The 2-oxocarboxylic acid metabolic pathway comprises various biochemical reactions involving 2-oxocarboxylic acids and represents a significant category of metabolic pathways in living organisms. Metabolites within this pathway play crucial roles in energy metabolism, amino acid synthesis and degradation and the biosynthesis of secondary metabolites. They are also implicated in immune regulation processes [61,62]. For instance, 2-oxovaleric acid can be converted into glutamate, linking it to the arginine biosynthesis pathway to produce N-acetylornithine, and 2-oxoadipic acid participates in lysine biosynthesis, while 2-oxoisovaleric acid is transformed into 2-isopropylmalic acid in the presence of acetyl-CoA and contributes to the biosynthetic pathways of valine, leucine and isoleucine. Steroid hormones constitute a group of diverse signaling molecules, including glucocorticoids, mineralocorticoids, androgens, estrogens and progesterone.

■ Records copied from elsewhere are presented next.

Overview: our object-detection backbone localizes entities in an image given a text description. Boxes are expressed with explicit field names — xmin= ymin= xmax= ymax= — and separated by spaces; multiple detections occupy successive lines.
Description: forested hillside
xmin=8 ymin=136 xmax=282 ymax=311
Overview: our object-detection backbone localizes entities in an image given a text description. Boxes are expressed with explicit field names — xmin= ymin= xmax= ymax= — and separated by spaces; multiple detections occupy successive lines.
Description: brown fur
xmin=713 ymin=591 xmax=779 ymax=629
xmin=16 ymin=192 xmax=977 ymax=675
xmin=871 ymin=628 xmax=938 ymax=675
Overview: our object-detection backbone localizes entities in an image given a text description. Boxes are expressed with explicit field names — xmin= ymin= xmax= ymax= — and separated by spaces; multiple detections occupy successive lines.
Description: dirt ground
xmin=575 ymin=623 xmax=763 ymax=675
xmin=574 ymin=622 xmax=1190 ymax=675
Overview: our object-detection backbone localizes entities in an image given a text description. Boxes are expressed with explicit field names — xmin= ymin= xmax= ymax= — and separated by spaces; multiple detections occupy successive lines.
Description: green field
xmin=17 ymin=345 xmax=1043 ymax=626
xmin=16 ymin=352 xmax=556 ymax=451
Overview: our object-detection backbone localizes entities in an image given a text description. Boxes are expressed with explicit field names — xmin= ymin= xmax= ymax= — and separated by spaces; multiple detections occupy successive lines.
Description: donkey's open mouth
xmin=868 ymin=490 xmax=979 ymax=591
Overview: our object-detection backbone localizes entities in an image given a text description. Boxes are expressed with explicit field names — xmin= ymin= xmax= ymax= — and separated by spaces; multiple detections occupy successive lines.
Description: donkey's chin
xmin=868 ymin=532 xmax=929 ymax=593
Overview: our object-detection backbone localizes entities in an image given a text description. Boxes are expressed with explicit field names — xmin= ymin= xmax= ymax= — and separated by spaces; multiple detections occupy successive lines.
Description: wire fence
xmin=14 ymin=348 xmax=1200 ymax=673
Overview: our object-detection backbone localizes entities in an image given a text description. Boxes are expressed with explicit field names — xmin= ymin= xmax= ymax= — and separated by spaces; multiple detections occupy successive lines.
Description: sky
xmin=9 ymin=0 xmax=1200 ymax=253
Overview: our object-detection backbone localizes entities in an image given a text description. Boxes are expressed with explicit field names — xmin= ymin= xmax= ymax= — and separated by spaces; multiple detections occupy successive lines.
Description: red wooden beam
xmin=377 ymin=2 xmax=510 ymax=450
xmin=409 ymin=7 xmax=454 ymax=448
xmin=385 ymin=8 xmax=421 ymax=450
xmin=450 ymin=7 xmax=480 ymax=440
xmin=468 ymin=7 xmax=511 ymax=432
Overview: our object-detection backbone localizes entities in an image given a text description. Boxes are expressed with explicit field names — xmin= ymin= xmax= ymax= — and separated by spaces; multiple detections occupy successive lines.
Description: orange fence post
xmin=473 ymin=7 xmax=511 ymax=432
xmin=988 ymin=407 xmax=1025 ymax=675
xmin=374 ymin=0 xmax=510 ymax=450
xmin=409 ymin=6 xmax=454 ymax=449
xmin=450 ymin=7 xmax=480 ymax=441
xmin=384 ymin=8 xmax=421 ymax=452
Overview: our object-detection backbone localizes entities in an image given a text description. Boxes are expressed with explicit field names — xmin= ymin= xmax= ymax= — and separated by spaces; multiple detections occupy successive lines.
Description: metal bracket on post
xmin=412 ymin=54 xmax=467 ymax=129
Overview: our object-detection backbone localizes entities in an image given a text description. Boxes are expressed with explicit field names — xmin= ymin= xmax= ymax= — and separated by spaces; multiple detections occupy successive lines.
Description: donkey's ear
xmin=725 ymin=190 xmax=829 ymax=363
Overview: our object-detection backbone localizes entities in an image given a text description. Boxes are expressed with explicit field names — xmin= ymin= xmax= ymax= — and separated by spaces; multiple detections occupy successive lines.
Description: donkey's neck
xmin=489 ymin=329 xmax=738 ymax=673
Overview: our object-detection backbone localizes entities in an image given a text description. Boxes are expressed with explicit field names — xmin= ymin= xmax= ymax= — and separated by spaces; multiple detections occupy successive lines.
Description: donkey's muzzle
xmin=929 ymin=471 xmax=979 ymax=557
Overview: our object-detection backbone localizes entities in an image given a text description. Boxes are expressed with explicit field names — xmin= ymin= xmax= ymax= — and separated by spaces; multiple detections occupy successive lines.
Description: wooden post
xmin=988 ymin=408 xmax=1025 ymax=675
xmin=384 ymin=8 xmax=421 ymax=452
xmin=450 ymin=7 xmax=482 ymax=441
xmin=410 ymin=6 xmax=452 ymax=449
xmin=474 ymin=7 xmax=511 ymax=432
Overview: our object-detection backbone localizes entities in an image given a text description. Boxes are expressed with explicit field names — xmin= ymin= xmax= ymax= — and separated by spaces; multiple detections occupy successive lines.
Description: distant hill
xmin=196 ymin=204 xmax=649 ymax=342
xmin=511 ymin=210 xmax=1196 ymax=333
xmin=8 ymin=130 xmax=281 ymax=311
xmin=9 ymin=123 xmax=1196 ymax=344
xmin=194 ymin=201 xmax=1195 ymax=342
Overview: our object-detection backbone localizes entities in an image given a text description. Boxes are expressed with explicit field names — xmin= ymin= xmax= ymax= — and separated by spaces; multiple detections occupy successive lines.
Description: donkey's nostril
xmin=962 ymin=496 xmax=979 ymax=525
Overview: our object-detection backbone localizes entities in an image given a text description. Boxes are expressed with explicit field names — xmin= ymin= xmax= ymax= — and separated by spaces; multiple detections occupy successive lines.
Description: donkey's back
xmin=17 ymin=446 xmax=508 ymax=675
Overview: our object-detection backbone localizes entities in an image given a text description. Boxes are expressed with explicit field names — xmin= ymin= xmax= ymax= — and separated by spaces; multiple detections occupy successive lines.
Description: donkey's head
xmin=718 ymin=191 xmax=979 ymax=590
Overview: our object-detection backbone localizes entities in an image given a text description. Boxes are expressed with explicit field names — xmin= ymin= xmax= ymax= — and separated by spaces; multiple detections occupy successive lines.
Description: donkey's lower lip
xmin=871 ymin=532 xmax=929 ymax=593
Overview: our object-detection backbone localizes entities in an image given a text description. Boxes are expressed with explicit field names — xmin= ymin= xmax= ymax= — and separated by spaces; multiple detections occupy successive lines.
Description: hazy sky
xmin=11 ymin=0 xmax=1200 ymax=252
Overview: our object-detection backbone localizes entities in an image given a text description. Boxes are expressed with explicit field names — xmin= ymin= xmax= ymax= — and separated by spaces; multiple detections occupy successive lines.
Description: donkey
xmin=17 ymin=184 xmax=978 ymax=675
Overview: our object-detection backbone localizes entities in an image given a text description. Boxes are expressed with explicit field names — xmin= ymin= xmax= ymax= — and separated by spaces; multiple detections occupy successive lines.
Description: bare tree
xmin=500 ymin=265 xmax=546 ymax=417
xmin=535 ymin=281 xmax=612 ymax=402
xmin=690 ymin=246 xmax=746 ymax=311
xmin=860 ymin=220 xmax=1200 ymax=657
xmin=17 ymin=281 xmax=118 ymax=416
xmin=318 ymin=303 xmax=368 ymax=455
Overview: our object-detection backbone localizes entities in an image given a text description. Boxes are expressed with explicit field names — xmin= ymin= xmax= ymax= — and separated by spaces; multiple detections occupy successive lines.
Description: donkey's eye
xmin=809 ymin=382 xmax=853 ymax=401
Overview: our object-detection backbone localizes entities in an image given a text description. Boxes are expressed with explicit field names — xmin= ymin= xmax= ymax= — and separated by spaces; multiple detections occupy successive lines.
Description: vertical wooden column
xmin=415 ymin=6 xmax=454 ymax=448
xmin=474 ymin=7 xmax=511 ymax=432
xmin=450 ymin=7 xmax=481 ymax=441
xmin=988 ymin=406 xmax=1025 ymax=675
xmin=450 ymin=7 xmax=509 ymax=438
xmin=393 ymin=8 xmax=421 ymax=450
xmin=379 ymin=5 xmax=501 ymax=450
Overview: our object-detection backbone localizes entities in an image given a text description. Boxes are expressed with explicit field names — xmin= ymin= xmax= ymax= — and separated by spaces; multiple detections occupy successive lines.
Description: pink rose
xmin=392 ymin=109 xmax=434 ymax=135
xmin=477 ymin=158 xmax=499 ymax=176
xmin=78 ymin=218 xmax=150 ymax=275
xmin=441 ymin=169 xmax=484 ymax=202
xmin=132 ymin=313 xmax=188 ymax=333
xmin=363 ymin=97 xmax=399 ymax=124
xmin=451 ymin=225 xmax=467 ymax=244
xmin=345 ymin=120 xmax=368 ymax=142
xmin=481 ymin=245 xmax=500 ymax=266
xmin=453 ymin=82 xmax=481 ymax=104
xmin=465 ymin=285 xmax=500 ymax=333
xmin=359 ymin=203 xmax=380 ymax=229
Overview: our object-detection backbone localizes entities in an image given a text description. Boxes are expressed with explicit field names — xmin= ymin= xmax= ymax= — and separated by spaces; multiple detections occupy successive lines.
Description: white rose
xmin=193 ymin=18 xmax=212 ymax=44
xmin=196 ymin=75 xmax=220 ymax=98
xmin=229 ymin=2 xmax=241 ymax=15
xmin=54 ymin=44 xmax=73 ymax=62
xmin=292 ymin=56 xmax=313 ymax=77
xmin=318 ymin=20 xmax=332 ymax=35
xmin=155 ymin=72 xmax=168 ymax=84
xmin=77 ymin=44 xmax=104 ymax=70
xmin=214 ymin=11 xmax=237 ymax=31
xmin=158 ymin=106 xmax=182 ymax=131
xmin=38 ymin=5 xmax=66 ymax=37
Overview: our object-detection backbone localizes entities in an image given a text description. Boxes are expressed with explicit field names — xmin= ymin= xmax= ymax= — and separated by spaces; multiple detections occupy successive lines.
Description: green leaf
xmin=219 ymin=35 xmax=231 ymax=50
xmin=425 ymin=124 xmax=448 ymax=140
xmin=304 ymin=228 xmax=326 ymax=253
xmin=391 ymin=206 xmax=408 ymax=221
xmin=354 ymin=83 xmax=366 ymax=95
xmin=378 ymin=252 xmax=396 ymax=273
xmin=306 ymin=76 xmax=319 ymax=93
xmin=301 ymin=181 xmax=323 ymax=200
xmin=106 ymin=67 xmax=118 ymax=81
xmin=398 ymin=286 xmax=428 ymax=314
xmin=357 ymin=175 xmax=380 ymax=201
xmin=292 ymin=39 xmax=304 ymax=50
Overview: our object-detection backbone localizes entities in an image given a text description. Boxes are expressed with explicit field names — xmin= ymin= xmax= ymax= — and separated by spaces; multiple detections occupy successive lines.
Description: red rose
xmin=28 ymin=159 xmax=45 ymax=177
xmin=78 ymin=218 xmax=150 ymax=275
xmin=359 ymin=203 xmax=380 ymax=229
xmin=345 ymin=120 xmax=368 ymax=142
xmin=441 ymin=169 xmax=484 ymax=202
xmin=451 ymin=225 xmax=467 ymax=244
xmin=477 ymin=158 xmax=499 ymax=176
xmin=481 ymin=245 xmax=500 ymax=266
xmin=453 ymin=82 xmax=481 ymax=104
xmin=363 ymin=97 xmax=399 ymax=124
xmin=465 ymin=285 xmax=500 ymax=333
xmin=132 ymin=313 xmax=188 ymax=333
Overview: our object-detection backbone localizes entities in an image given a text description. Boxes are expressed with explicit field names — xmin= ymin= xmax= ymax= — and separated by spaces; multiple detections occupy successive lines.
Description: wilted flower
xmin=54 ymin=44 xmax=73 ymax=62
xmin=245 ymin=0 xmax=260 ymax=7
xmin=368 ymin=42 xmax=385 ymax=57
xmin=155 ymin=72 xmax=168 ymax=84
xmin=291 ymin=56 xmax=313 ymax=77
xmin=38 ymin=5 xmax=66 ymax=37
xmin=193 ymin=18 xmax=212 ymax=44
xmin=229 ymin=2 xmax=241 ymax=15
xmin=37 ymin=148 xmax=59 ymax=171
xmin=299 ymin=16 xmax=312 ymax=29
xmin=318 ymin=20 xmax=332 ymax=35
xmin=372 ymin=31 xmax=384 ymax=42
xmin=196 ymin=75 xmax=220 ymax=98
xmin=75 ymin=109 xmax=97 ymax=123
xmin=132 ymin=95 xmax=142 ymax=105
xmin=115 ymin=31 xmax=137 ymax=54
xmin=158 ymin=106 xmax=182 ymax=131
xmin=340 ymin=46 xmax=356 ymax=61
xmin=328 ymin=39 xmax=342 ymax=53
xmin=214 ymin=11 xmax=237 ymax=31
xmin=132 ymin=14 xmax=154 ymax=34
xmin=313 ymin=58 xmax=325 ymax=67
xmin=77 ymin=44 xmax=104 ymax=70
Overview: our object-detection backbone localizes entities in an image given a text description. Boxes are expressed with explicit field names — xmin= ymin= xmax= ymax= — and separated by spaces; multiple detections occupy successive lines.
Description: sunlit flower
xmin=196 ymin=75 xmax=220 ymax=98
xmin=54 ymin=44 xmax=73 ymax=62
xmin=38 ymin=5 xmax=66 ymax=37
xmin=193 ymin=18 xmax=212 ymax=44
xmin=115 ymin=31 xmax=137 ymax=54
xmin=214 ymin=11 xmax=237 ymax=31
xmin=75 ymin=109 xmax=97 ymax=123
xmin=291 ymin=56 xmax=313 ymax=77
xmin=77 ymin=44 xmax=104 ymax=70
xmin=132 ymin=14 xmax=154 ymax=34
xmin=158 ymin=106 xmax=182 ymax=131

They function as signaling molecules within the body, regulating the water-electrolyte balance and glucose-lipid metabolism [63]. Research has shown that metabolites involved in steroid hormone biosynthesis are widely present in the ruminant digestive tract and can serve as biomarkers to distinguish microbial community features across different gastrointestinal regions [64]. Owing to their lipophilic nature, steroid hormones readily cross cell membranes to exert their functions. They bind to intracellular receptors and directly modulate gene expression, thereby influencing metabolic processes, including the metabolism of carbohydrates and other substances [65]. However, the risks of high-concentrate diets associated with nutrient metabolism disorders in ruminants require further evaluation.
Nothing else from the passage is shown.